I always set my sites on Bouctouche Bar Lighthouse, as far away from the Eco-Centre as a beachcomber can get on foot. If you talk to the locals, they can tell you all about this sentinel, which has stood since the turn of the 20th century, and about its keepers, from Jadus P. Cormier (1902-1916) to Edmond F. Maillet (1933-1957). What they can’t tell you is why, one fine day in December 2019, the Canadian Coast Guard saw fit to replace it plank by plank—new foundation, walls and roof, all flown in by helicopter, all tenderly assembled—and, just as quickly, vanish like cobblers’ elves at sunrise. It remains an inscrutable beachy mystery. 

Across the Northumberland Strait and up through Anne of Green Gables country, there lies mighty Brackley Beach, PEI. It needs no introduction to seashore-farers. But that doesn’t stop the publishers of Imageworks Communications Group in Charlottetown from doing their best.
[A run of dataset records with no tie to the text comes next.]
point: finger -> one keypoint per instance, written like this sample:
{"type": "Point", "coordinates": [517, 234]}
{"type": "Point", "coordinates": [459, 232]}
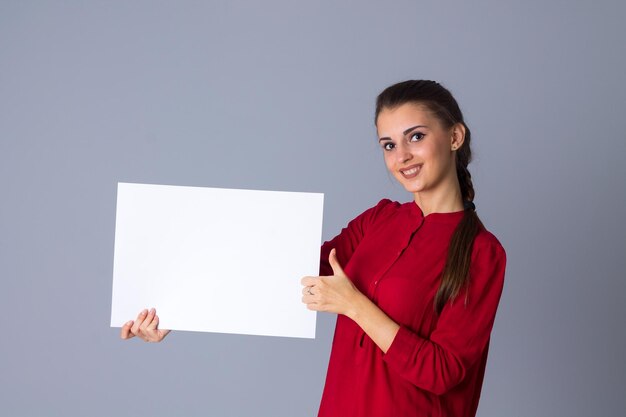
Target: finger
{"type": "Point", "coordinates": [125, 332]}
{"type": "Point", "coordinates": [154, 323]}
{"type": "Point", "coordinates": [309, 281]}
{"type": "Point", "coordinates": [308, 299]}
{"type": "Point", "coordinates": [139, 321]}
{"type": "Point", "coordinates": [334, 263]}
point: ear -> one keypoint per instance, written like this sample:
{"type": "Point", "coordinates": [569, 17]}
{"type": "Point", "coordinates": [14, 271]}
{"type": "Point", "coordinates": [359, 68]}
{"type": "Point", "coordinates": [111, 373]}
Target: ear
{"type": "Point", "coordinates": [457, 136]}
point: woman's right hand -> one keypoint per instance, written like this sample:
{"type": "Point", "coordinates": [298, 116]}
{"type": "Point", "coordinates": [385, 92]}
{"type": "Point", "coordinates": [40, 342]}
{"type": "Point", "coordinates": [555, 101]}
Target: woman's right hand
{"type": "Point", "coordinates": [145, 327]}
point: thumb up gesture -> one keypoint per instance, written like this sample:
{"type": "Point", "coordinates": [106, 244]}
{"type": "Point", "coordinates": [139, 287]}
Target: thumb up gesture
{"type": "Point", "coordinates": [333, 294]}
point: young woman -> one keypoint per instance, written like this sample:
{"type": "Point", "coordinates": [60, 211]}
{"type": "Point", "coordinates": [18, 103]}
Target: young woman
{"type": "Point", "coordinates": [415, 285]}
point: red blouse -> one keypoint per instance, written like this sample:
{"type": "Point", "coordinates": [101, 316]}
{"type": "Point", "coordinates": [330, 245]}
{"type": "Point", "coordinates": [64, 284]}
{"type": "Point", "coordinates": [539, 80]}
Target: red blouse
{"type": "Point", "coordinates": [435, 365]}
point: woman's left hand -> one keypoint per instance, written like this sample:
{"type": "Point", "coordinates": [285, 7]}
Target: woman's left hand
{"type": "Point", "coordinates": [333, 294]}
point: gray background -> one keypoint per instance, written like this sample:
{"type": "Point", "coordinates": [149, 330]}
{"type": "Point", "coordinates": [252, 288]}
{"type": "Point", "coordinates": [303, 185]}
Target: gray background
{"type": "Point", "coordinates": [279, 95]}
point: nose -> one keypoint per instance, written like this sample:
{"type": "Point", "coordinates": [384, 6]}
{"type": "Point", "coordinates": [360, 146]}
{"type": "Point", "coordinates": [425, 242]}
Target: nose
{"type": "Point", "coordinates": [403, 155]}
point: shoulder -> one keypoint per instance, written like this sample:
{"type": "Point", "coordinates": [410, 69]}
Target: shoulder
{"type": "Point", "coordinates": [488, 256]}
{"type": "Point", "coordinates": [487, 241]}
{"type": "Point", "coordinates": [384, 209]}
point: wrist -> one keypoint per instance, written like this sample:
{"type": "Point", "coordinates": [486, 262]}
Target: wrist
{"type": "Point", "coordinates": [358, 307]}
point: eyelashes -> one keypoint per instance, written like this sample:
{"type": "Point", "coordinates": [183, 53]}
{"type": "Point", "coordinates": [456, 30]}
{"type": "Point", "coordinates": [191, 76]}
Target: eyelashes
{"type": "Point", "coordinates": [412, 138]}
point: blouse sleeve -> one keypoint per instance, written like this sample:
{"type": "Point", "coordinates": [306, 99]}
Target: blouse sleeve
{"type": "Point", "coordinates": [346, 242]}
{"type": "Point", "coordinates": [440, 362]}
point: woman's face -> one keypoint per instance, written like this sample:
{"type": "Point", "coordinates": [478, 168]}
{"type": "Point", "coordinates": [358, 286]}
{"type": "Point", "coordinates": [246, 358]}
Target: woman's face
{"type": "Point", "coordinates": [418, 150]}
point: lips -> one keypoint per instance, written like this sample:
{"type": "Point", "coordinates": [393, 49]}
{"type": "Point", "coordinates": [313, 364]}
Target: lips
{"type": "Point", "coordinates": [411, 171]}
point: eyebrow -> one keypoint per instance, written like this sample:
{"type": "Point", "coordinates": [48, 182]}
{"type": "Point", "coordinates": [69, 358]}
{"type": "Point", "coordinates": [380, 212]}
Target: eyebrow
{"type": "Point", "coordinates": [405, 132]}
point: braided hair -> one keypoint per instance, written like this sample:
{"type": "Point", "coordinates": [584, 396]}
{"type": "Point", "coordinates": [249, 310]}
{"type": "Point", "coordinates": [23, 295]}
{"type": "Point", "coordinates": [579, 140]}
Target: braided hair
{"type": "Point", "coordinates": [441, 103]}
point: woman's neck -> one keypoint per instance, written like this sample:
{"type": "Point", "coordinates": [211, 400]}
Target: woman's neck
{"type": "Point", "coordinates": [443, 200]}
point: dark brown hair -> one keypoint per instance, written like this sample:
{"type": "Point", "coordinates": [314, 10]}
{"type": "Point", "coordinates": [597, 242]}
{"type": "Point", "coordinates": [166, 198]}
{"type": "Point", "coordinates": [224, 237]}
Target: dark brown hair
{"type": "Point", "coordinates": [440, 102]}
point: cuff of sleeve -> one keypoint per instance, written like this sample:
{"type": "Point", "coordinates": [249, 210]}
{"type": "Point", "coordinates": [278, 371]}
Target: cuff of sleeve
{"type": "Point", "coordinates": [402, 349]}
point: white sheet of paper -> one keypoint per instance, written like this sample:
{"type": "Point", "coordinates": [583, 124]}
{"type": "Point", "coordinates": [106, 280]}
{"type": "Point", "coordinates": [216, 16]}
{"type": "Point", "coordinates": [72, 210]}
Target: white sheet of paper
{"type": "Point", "coordinates": [216, 260]}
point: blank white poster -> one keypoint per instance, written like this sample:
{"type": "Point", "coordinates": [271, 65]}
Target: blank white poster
{"type": "Point", "coordinates": [216, 260]}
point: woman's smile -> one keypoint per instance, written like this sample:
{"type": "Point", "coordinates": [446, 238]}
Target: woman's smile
{"type": "Point", "coordinates": [411, 171]}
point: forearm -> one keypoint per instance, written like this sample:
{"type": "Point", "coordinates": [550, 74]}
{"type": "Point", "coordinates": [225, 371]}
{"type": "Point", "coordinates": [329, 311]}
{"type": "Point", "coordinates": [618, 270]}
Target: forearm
{"type": "Point", "coordinates": [378, 326]}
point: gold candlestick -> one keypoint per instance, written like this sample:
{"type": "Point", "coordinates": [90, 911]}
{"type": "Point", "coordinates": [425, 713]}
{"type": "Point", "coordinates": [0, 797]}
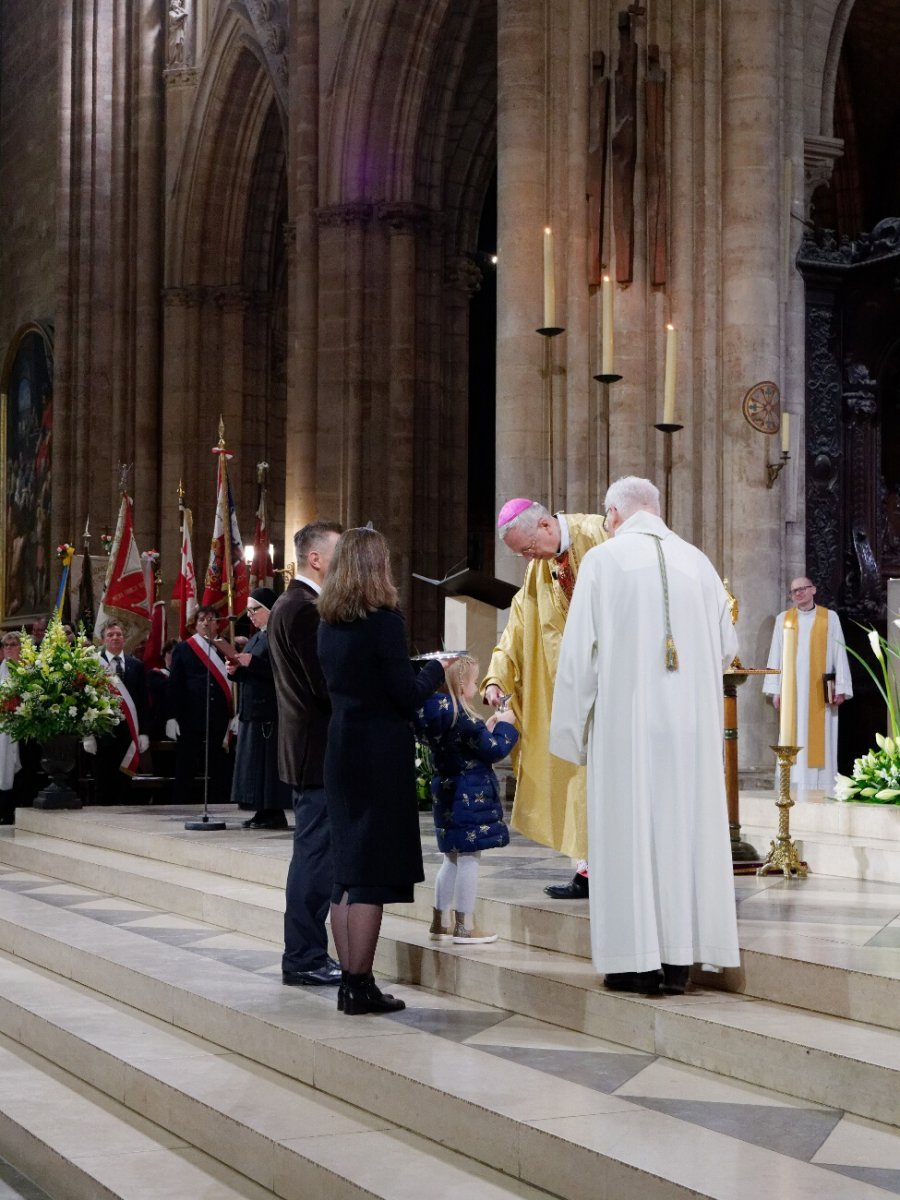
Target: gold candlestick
{"type": "Point", "coordinates": [783, 853]}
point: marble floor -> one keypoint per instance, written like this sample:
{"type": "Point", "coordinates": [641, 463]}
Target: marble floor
{"type": "Point", "coordinates": [852, 922]}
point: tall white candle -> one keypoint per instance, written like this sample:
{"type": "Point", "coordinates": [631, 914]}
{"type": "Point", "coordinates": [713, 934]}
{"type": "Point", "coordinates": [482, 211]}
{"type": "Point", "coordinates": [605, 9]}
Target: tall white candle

“Located within the PEI National Park, six beach areas dot this coastline with Brackley the largest and most popular among them,” it tells us. “The Gulfshore Parkway runs 10 kilometres along the coast parallel to the beach and it meanders over salt marshes and alongside sand dunes. An ambitious beachgoer could spend the morning at Brackley before cycling, running or rollerblading along the multi-use trail, stopping along the way for a swim at the next three beaches before returning to Brackley for sunset. Just like all beaches within PEI National Park, this is a protected area.”

So it should be. But somewhere along this magnificent expanse of red clay sand and sea foam is the spot where, on a fine mid-October day when no one was looking, my eldest grandson built his first sandcastle. We piled it high with kelp and crab shells and then we danced around it like castaways on a desert island.

That was 12 years ago, and it’s long gone now. But, in his mind, he knows exactly where it is. And it’s a secret.